The Moment I Had Been Waiting For
It was Thursday night, our last night together for our last night in South Dakota. As usual Amy (Trip Leader) asked us to describe our whole mission trip experience in 1 word. My word was “emotional.” To understand why I used this word, let me start from Day 1.
For many teenagers, Mondays are the worst day of the week, so you can imagine at the end of Monday how tired we were. That same night Amy popped up a question that stuck with me the rest of the week: “What are you learning about yourself on this trip?” Showing how tired everyone was, the room was dead silent when the question was asked. The question was brushed off, and we went on with other conversation about our day.
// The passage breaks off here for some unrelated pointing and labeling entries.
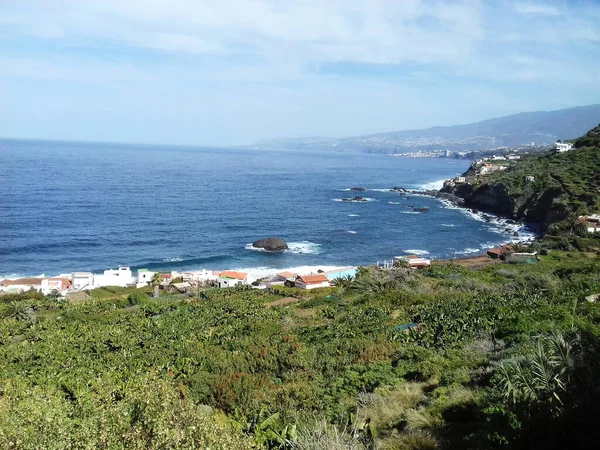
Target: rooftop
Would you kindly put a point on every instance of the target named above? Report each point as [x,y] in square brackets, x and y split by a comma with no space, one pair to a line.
[20,281]
[314,279]
[287,274]
[234,274]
Tuesday night rolled around and Amy asked the same question, “What are you learning about yourself on this trip?” It was only 2 days into our trip and we were already supposed to know what we learned about ourselves? But I guess 2 days was enough for some people, because the question was answered by several. I became really frustrated because I couldn’t answer a simple question about myself.
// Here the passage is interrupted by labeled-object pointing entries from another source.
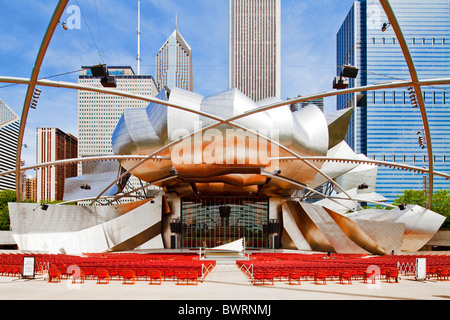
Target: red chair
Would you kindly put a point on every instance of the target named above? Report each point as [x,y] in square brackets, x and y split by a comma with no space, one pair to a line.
[155,277]
[192,277]
[277,274]
[113,272]
[294,276]
[181,276]
[54,274]
[88,272]
[345,275]
[8,270]
[141,273]
[102,276]
[258,277]
[269,277]
[128,276]
[392,274]
[310,274]
[16,271]
[285,273]
[169,273]
[78,276]
[320,275]
[443,274]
Wednesday night came and Amy once again asked us the same question, which I still hadn’t answered. The next morning during devotion time I finished earlier than usual, so with the extra time went back through my devotion book to reread some scripture. As I was going back through the devotions, I stopped on Wednesday’s. The theme for Wednesday was to “Let go like Jesus.”
It was this moment that I had been waiting for the whole mission trip.
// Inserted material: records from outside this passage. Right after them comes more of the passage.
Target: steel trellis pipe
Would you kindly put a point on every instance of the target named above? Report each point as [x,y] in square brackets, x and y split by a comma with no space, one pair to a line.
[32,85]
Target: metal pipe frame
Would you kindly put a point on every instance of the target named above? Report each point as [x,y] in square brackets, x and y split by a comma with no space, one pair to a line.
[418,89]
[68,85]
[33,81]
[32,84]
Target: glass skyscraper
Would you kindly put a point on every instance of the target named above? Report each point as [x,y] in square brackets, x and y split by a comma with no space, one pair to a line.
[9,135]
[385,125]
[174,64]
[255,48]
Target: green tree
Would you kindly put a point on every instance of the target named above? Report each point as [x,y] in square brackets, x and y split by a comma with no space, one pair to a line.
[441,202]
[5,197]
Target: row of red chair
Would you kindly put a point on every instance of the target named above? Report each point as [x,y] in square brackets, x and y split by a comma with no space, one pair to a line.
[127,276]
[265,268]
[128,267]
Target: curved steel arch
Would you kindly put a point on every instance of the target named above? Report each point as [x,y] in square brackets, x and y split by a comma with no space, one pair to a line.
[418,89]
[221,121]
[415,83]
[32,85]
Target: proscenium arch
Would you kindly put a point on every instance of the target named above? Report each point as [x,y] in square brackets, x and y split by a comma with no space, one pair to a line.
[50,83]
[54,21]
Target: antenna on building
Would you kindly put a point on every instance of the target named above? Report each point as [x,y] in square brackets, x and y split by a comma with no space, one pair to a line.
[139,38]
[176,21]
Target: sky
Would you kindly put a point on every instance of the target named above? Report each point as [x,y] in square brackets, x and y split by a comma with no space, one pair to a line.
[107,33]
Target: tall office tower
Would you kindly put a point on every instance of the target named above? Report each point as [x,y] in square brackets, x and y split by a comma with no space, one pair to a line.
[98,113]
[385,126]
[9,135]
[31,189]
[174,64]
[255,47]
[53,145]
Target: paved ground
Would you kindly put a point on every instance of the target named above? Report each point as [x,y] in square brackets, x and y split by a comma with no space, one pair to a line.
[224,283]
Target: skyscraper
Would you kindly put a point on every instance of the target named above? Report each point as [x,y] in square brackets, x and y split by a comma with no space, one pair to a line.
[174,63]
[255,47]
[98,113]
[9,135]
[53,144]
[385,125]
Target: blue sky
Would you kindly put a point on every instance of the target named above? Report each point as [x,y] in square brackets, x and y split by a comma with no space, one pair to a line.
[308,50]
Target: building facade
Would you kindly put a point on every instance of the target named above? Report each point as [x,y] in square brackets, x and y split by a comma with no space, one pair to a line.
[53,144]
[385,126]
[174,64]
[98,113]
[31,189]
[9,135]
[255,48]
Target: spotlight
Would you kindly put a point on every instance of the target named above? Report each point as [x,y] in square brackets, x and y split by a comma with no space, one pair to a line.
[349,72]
My Grandma passed away last year in October. The one person I told everything to was gone, and it left a gap in my heart. In our devotion from Wednesday there was a little space where we could write what was separating us from God. I wrote “death” in that space. And in the same instant I was rereading over my devotion from the past day I finally learned something about myself: I still had not forgiven God for taking away the most important person in my life.
But I decided to Let Go of the past and be thankful instead for everything God has given me. I should be thankful that I got to spend the time I had with her, because some people don’t know their grandparents. I should be thankful that I had her 14 years of guidance and love because without it I wouldn’t be the person I am today.
By Kim, a student on a YouthWorks trip to Martin, SD in June 2014.